How can health IT improve efficiency of care delivery?
Health care that is efficient allots the optimal level of care, while minimizing expenditures. Expenditures in the case of health care efficiency are not limited to monetary costs, however. While monetary cost can be considered as an input, research from both the Agency for Healthcare Research and Quality (AHRQ) and the American Medical Association (AMA) (PDF - 113KB)
caution against considering a cost-effectiveness analysis or ratio to be analogous to efficiency of care delivery. Efficiency is also one of the domains of quality developed by the Institute of Medicine. Another way to conceptualize efficiency, however, is to understand it as the reduction of waste, such as reducing prescriptions of antibiotics for children in cases where they are not necessary.
According to findings from the RAND corporation in 2005,
the adoption of electronic health records can generate billions in cost savings while improving quality and can reduce inputs by enabling, "shorter hospital stays prompted by better-coordinated care; less nursing time spent on administrative tasks; better use of medications in hospitals; and better utilization of drugs, labs and radiology services in outpatient settings." A winner of the HIMSS Davies award in 2003, Cincinnati Children's Hospital
saves labor hours by charting electronically and providing physicians with immediate access to patient data. The hospital also developed an online portal for families of patients with chronic conditions, so that they can manage the child’s care and communicate with providers long-distance. Another efficient user of health IT is Denver Health (PDF - 3.9MB),
a network of 25 health care delivery sites that provide care to the medically underserved, many of whom are children. A study featured by AHRQ highlights the use of computerized physician order entry (CPOE) (PDF - 76KB) at Denver Health
Medical Center concludes that the use of this health IT tool has produced statistically significant decreases in turnaround times and enhanced efficiency.
A January 2009 article published in Pediatrics
notes that one of the functionalities of a pediatric EHR, laboratory tracking, has provided practices with increases in efficiency. However, the article also notes that partial EHR adoption, the lack of interoperability, and the slow pace of system-wide adoption have posed serious challenges to the potential for efficiency gains. Research from the AMA's Physician Consortium for Performance Improvement® (PCPI) (PDF - 113KB)

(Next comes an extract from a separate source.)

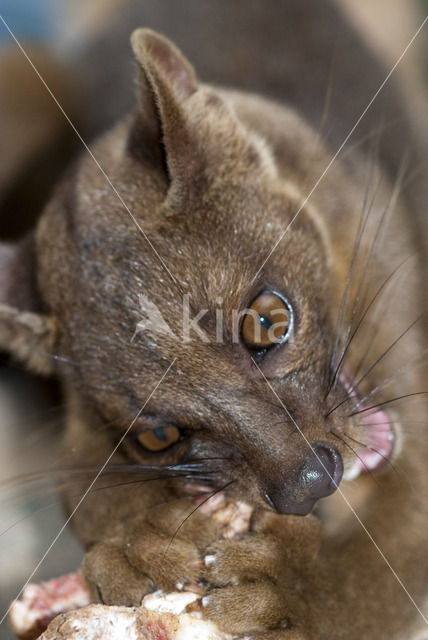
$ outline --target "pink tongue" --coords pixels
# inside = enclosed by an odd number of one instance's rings
[[[367,445],[358,452],[359,459],[348,472],[347,479],[360,473],[380,469],[388,463],[394,446],[394,434],[391,422],[385,411],[371,409],[361,414],[361,441]]]
[[[90,604],[88,588],[80,571],[25,587],[10,608],[9,621],[18,638],[32,640],[45,631],[59,613]]]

emphasizes the relationship between technology and efficiency. Their research looks for ways to use technology to enable a process of production that optimizes across inputs (clinician labor, medication, health instruments, money) and outputs (health outcomes and health services) for all stakeholders, or technical efficiency and allocative efficiency respectively. Health IT can help improve efficiency of care delivery for children in numerous ways by enabling the most advantageous use of technology while better addressing the needs of patients, families, providers, payers, and other stakeholders. There are various instances documented in which health IT has already been utilized to achieve these goals through enhanced efficiency.